The rapid shift in attitude towards cloud computing continues with the financial services industry being no exception. Cloud adoption remains one of the top priorities for CIOs, so our Cloud Computing blog series explores why financial services and related businesses have not fully adopted cloud offerings for their mainstream applications and services thus far:

Why Cloud?

From a technical perspective, cloud platforms automatically assemble, connect, configure and reconfigure virtualised and logical technology resources to accomplish business goals.

From a business perspective, it eliminates constraints relating to where physical IT resources are located or what specific technologies they employ. This enables the low-cost creation and deployment of new business services on previously unthinkable timescales.

Organisations that need to focus on efficiency and drive their growth strategy by becoming more flexible and agile, developing new markets, channels and products need this kind of flexible and cost effective technology enabler in order to remain competitive in this highly dynamic market sector.  Being first to market can often be the real differentiator and the adoption of cloud platforms is one tool available to financial services businesses, which can assist in this endeavour.
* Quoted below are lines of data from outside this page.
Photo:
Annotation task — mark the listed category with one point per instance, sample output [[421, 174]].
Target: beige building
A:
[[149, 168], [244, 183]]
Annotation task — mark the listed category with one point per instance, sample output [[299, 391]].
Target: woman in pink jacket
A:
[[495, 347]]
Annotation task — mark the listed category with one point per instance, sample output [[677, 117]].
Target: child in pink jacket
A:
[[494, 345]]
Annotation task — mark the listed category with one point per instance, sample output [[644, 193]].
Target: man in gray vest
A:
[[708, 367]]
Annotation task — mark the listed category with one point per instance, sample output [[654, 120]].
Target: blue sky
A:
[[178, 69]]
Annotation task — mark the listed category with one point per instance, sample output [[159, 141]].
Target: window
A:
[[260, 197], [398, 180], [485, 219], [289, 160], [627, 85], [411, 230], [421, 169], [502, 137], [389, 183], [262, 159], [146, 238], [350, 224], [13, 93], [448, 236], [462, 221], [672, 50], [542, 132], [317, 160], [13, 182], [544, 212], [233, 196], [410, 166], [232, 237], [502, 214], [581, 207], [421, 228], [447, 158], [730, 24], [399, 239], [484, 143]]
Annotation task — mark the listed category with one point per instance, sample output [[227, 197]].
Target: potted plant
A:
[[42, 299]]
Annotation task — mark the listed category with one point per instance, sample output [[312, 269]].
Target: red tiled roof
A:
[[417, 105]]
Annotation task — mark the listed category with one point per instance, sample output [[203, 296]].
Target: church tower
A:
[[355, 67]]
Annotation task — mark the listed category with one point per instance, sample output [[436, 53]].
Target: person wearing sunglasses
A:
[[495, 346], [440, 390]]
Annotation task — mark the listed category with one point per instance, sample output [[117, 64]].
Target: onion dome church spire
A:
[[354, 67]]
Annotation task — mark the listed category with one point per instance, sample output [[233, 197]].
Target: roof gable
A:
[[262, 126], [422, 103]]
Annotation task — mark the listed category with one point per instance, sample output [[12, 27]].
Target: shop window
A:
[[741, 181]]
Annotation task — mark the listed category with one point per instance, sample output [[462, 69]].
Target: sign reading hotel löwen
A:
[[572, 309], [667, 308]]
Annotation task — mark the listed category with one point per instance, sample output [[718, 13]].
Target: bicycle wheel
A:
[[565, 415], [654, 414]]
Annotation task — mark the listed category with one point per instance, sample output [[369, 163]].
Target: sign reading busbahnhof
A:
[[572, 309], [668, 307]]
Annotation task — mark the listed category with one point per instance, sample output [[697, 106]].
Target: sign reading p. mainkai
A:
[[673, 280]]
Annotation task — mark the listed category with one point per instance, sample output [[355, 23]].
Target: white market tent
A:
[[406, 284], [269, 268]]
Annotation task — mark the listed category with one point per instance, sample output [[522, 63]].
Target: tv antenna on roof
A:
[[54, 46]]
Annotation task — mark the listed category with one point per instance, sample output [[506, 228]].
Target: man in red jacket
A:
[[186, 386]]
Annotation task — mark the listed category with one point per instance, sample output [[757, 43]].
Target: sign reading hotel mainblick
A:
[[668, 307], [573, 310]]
A private Data Centre is more secure, or is it?

The words ‘Public Cloud’ are often used these days, what does that mean to financial services CIOs?  It means, open, available, accessible, uncontrolled and insecure.  The word ‘Private Cloud’ means closed, unavailable, inaccessible, controlled and secure.  Let’s try to dissect the real differences here.

Data Centre infrastructure located within a private or co-location Data Centre is controlled by physical and logical security and access is via a controlled physical entrance or firewall controlled networks.  Often privately owned Data Centre facilities have weak or limited security measures, albeit dedicated co-location facilities typically have improved measures despite the shared nature of their offerings.

In contrast the larger public cloud-computing providers have dedicated, highly secure and expansive facilities globally placed where client access to such are extremely limited and controlled.  For the financial services sector, such controls lend themselves extremely well to adoption confidence:

             Global footprints

             Highly secure and controlled access (customer access to the actual compute floors is limited if available at all)

             Designed, built and operated with scale and efficiency at the forefront

             Transparent and auditable operational practices

In reality this means the key cloud operators such as Microsoft, Amazon, Rackspace, and Salesforce have physical and secure Data Centre facilities as well as operational practices that cannot be easily matched without prohibitive levels of investment.